Do you guys know what open letters are? I don't mean like a piece of post that you've unsealed, or typographical glyphs with holes in them like the vowels 'e' and 'o', I mean like when someone writes a complaining letter to a company or politician but instead of sending it postally (obviously it would end up in the comment box incinerator anyway) he posts it on his blog, like as if a company or politician has ever thought, oh, I gotta go check my open-mailbox by searching the whole internet for letters that happen to be addressed to me. This is I guess because posting complaints in letter form rather than just in lj-whine style gives them automatic gravitas and posterity, for just the small price of having to write "Dear such-and-so" and "very truly yours" and if for some strange-ass reason you compose your blog posts in Microsoft Word then some dog jumps out of like nowhere and goes wtf dude are you trying to write a letter? And now you have two open letters to write. Anyway I find this phenomenon amusing and so today is Open Letter day on Tom 7 Radar.
Dear someone that makes shaving razors,
How come you think all dudes want to have close shaves that make their faces feel like a baby's smooth bottom? What if grizzled hard-style guys like the hombres in Lost or pretty much any movie with guns or horses (except if it's a unicorn horse or animated) want to freshen up a bit and they want to do it with a new store-bought razor and not some rusty old thing that they've been saving for a special occasion? What kinda extra rough shave offering do you have for these men?
Bet you didn't think of that but now you did, Tom
Dear assholes who think that cars are supposed to have the right of way through crosswalks with active walk signals, especially in the rain or snow but also any time, even just for thinking that and not merely when you are actually doing it,
You are assholes.
If I had to pick one thing about you (in general) that is my favorite, it would be the eagerness. If I had to pick one thing that is my least favorite, it would be all the pooping.
Try using a toilet, Tom
People whose job it is to write on hand lotion and soap packaging,
I hereby forbid you from using "science" words or mathematical symbols. Examples of things now disallowed: "With amino proteins!" and "Vitamin E + Jojoba oil = moisture"
Dear Thinsulate Company,
Sometimes when I put on black gloves it makes me feel like a murderer.

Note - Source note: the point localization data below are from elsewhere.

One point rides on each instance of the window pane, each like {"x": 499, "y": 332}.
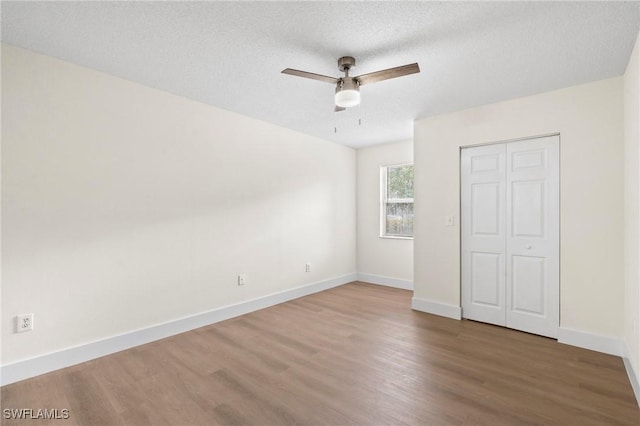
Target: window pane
{"x": 399, "y": 219}
{"x": 400, "y": 182}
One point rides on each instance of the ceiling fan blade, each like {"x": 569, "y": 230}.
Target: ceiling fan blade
{"x": 376, "y": 76}
{"x": 311, "y": 75}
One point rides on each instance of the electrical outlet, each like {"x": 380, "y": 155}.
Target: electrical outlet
{"x": 24, "y": 322}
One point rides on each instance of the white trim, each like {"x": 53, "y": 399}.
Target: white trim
{"x": 436, "y": 308}
{"x": 32, "y": 367}
{"x": 633, "y": 378}
{"x": 594, "y": 342}
{"x": 386, "y": 281}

The highlight was a haunted (meaning burned- and weathered-down) house in the Central Northside, which had a stunning and limitless beauty born of its freeze-frame imploded decay. Aside from the apparent danger of being in there, it was one of the coolest places I've seen in recent memory, since it had thoroughly collapsed yet left some relics strangely unperturbed: like the purple dress hanging in the closet, or the conch shell and juju bees, or the coffee mug still sitting on the 45° electric range, or the bathtub and toilet that had fallen half-way into the basement or rollen down the stairs, repsectively. We spent so long in there that the rest of our party complained that they were getting bored waiting for us. Unfortunately my lens was not wide enough to capture what it was actually like to be in that place, making this picture of paint my only one that I'm really happy with. Still, an authentic Pittsburgh adventure of the highest order, and more to come!
Since voting has ended, I can now brag that one of my photographs was a finalist for the Wikimedia Commons (this is the part of Wikipedia that hosts free-only graphics for the project) Picture of the Year competition. Predictably, mine didn't win—some of those other pictures are way better. Still, it was a nice surprise to find myself in the finals (out of 500+ images that were featured this year) and to finish in the middle of the pack.
By the way, if you're an amateur photographer, and especially if you've got a fancypants digital SLR, I recommend Wikimedia Commons as an outlet for your best work. You do have to use a free license (meaning that anybody can use your work, subject to some conditions), but unless you're expecting to sell your photographs this ought to be easy to get over. It's (1) a nice way to contribute to a useful resource and (2) a good way to get visibility for your work. For me these kinds of chance encounters (like spotting one of my fonts on a poster somewhere or seeing my photograph appear in a Wikipedia article I didn't work on) are probably the most fun possible outcome from making something.
Well, I did it! There were lots of people that came (thanks!) and it went pretty well given the little amount of sleep. If you want to see what it's all about and for some reason didn't want to read the 396 page dissertation, you can take a look at slides from my talk: defense.swf. You need a newish Flash player to view it properly, or otherwise you'll know since all you'll see are monsters and rainbows.
I still have to do some revisions for my dissertation and then there is paper and signature shuffling and margin measuring, but basically this is it. Re: grad school, put a fork in it.